Scientific leadership should be responsible for data platforms
The CSO should drive the deployment and regular use of data platforms within a biotech organization rather than a distinct engineering lead. This is both because the requirements for the platform should be set by the biological goals of the company and adopting such a platform in practice requires strong scientific leadership to change the daily behavior of researchers.
The current standard is to delegate this responsibility to a computational lead who is further removed from the scientific goals of the organization by training and detached from the daily behavior and needs of the end users. This has led to the widespread deployment of bloated, buggy, and often disjointed platforms that are never truly adopted by research teams and take many years and resources to stand up. Thus the research productivity gained from a single collaborative environment for access and exploration of all experimental data over time is simply unrealized for many biotech organizations.
These general claims are made from observing the internals of hundreds of biotech companies. CSO is used interchangeably with scientific leadership throughout this essay and describes the person or team that plans drug programs.
How data platforms change research
Modern biotechs are sprawling organizations, composed of teams spanning broad scientific disciplines, often siloed from one another by drug programs and working across different states or countries.
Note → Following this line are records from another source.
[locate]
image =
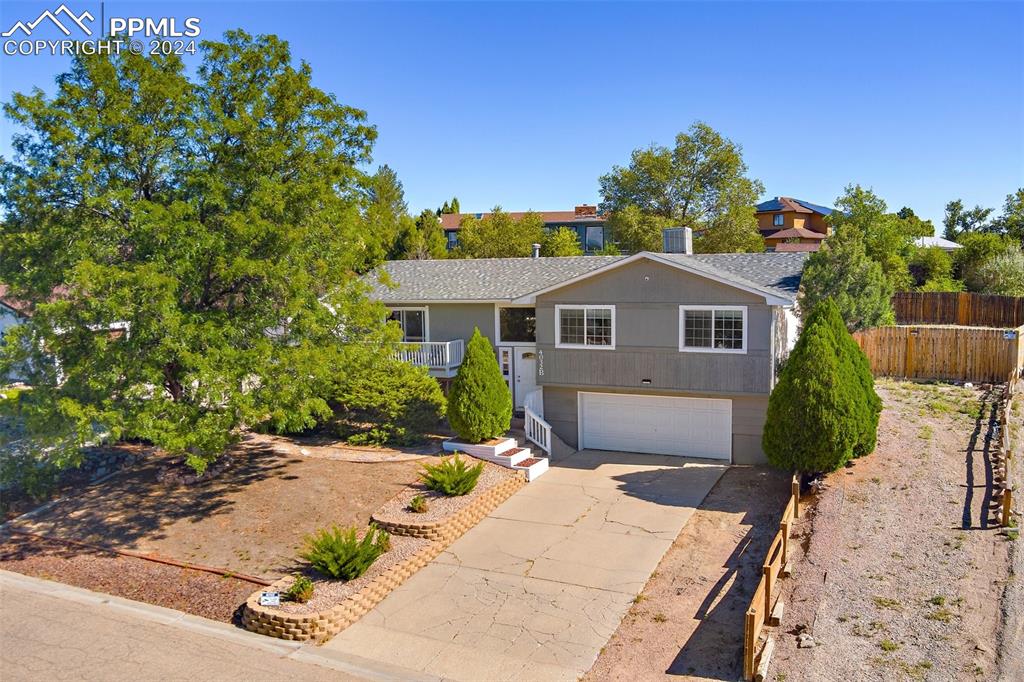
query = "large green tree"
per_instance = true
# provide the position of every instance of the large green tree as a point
(816, 421)
(888, 239)
(977, 249)
(1011, 221)
(213, 221)
(498, 235)
(843, 271)
(561, 242)
(389, 228)
(960, 220)
(701, 182)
More than just vehicles for advancing new science, these companies are complex human engineering projects with technical communication barriers and geographic or project-based siloes that pose new challenges to the free information flow necessary for scientific collaboration.
Biotechs live and die by the speed at which they can draw meaningful conclusions about the biology of their drug candidates and their interaction with disease models. But understanding “how good” a drug candidate is requires synthesizing data, analysis and expert interpretation across these boundaries. The already challenging team orchestration problems involved in building such layered images of drug viability are compounded by the rise of sequencing, proteomics and imaging as standard tools to interrogate new biology. These new methods spit out streams of large data, mostly uninterpretable in their raw form, that need to be processed with large computers and integrated with traditional biochemical assays.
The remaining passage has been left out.